You're not getting a promotion from doing this, you're getting burnout.
> Feature branches, as well as most types of branches, is to set aside work fronts that are in progress and run in parallel
They're not running in parallel, unless you use work trees. They were put to the side, because you can't continue or finish the work they're about. Even just three branches in parallel in a modestly active repo that happen to be long lived drift enough that just keeping them up to date with develop makes it a waste of time.
Focus on one or two things, and do them well.
That, or get checked for ADHD.
Another thing is that unless you are doing really complicated stuff, you probably don't need the latest models running on high. I'm still on 5.4 medium with codex. I see very little reason to change that.
Part of agentic engineering is figuring out how to be economical with tokens and time. You can sacrifice one for the other of course. But there are diminishing returns as well where spending 10x more doesn't actually get you 10x more quality/results.
I did some evals with a prompt like this when I had some subscription tokens to burn, a few months ago. I think using Opus 4.5. What I found was:
1. Running two subagents was somewhat useful
2. Running three started to get redundant
3. Any more than three was pointless (at least when using the same model)
However, even two were getting like 60% the same results.

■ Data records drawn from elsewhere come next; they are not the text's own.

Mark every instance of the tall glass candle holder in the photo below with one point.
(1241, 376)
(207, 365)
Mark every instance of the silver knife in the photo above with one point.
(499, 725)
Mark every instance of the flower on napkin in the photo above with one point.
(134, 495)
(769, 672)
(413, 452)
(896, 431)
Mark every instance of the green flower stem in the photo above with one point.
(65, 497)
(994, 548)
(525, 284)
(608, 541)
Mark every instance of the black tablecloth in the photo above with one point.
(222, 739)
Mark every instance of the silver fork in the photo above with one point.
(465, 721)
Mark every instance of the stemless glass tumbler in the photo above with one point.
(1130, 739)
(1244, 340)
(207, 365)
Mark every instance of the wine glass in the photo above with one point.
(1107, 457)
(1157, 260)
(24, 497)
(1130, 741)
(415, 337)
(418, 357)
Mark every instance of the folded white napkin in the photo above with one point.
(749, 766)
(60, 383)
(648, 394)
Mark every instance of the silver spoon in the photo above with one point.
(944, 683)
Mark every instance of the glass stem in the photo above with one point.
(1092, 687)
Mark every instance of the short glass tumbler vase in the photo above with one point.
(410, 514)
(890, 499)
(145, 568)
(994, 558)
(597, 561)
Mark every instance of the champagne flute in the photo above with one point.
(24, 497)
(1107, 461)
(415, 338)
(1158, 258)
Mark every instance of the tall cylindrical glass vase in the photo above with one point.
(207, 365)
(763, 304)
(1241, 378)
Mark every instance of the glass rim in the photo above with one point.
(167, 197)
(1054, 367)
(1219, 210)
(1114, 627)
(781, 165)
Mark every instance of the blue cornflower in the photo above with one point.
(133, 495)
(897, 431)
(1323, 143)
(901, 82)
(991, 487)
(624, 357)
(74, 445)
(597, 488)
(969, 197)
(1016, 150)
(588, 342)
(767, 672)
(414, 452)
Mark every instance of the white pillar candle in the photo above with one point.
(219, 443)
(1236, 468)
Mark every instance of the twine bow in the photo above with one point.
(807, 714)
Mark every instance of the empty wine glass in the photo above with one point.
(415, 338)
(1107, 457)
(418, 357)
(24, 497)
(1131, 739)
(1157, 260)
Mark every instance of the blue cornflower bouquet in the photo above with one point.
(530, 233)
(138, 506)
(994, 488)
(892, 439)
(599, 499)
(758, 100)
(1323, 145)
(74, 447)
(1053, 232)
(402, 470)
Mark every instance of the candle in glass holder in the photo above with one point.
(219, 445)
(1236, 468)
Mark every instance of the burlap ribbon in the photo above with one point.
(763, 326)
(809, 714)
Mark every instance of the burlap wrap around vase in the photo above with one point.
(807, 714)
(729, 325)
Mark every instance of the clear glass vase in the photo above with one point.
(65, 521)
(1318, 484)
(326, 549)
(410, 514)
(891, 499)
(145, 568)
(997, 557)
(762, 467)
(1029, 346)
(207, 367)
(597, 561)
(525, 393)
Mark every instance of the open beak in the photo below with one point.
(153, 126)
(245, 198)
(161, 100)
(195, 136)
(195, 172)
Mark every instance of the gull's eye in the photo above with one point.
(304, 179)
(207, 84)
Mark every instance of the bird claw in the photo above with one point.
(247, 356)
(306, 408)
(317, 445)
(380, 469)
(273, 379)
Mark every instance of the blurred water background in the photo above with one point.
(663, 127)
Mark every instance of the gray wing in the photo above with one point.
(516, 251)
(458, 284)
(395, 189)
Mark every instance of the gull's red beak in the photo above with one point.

Much, much more effective was splitting out into audits through different lenses:
* One looking for security issues
* One looking for whether the task was completed successfully
* One looking for performance issues
* One looking for contract/maintainability issues
* One looking at test coverage
Etc.
If I had to pay per token, I'd probably look at DeepSeek. In general it feels like it's a bit early for the technology - either our software methods are wasteful, or the hardware hasn't caught up. To me, it appears that we often need to throw more tokens at these problems, not less, since otherwise it's just one-shot slop.